Iran has removed the core of its Arak heavy water nuclear reactor and filled it with cement as required under a nuclear deal signed with world powers last year, the Fars news agency said on Monday, citing an informed Iranian source.
Any such move, reducing the plant’s ability to produce plutonium, might signal imminent implementation of the nuclear deal and clear the way for Tehran to receive relief from economic sanctions.
Separately, the EU’s foreign policy chief said that EU nuclear-related sanctions on Iran could be lifted soon.
“I can tell you that my expectation is that this day could come rather soon. The implementation of the agreements is proceeding well,” EU Representative for Foreign Affairs and Security Policy Federica Mogherini said during a visit to Prague.
The fate of the reactor in central Iran was one of the toughest sticking points in the long nuclear negotiations that led to an agreement in July last year between Iran and six world powers, known as the Joint Comprehensive Plan of Action (JCPOA).
Under the deal’s terms, Iran accepted that the Arak reactor would be reconfigured so it could not yield fissile plutonium usable in a nuclear bomb.
China, the US, France, Britain, Russia and Germany have agreed to participate in the redesign and the construction of the modernized reactor.
Tehran has said that the 40-megawatt, heavy-water plant is aimed at producing isotopes for cancer and other medical treatments. It has denied that any of its nuclear activity is aimed at developing weapons.
Iranian atomic energy agency spokesperson Behrouz Kamalvandi said in an interview with the Etemad newspaper published on Monday that “Iran has met its commitments under the July nuclear agreement earlier than expected.”
“Implementation of JCPOA will finish in the next seven days,” he added.
“We are hopeful that the sanctions against Iran will be lifted in the next few days,” Iranian President Hassan Rouhani said in a speech broadcast live on state television on Monday.
US Secretary of State John Kerry said last week that “we are days away from implementation, if all goes well.”

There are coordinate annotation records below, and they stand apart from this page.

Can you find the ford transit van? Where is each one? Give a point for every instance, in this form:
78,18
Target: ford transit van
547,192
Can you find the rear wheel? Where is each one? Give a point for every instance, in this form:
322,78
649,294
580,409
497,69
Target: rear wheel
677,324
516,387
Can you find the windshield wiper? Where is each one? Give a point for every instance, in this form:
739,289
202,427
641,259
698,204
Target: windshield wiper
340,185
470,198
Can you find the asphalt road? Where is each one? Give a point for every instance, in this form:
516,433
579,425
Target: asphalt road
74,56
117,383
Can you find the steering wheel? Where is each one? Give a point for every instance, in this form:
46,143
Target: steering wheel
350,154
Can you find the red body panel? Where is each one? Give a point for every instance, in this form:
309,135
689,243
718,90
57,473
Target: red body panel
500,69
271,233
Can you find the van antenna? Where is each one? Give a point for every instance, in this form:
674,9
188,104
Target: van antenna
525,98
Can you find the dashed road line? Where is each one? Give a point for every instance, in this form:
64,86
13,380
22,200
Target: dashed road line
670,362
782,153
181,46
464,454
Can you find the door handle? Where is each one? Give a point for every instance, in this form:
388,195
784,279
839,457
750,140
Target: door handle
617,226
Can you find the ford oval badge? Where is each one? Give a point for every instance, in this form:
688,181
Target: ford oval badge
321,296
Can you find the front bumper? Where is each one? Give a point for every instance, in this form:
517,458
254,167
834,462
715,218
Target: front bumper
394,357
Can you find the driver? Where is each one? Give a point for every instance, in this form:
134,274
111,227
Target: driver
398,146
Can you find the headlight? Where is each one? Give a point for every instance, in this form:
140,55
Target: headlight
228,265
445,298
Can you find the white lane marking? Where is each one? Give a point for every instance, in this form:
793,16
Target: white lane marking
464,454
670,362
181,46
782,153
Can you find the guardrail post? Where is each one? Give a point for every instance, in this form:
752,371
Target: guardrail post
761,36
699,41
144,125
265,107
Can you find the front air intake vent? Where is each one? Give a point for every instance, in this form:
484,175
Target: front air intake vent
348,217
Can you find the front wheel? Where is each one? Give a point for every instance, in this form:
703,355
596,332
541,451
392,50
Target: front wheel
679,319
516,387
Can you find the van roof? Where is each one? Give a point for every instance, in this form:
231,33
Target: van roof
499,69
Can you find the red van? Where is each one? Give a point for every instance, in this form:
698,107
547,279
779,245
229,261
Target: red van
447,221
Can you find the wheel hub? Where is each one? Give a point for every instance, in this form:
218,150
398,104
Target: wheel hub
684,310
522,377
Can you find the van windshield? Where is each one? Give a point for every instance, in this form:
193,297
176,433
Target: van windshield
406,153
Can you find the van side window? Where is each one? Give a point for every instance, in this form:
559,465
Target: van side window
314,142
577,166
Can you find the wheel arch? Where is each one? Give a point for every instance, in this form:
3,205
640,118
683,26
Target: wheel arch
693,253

Some traders said oil’s deep slide so far this year, including its 6 percent slump on Monday, was being fueled in part by signs that Iran might emerge from crushing sanctions sooner rather than later, allowing it to ramp up production after years of constraint.
“The firm push for normalization with Iran has taken the last shred of geopolitical risk out of traders’ minds,” said Clayton Vernon, a trader and economist with proprietary trading firm Aquivia LLC in New Jersey.
Iran said last year that it hopes to boost exports by about 500,000 barrels per day as soon as sanctions ease, a move dealers fear will add to a global surplus that has cut prices to 12-year lows.
More recently Iranian officials have suggested they would seek to avoid flooding the world with more unwanted crude oil, but provided no details on what that would mean in practical terms.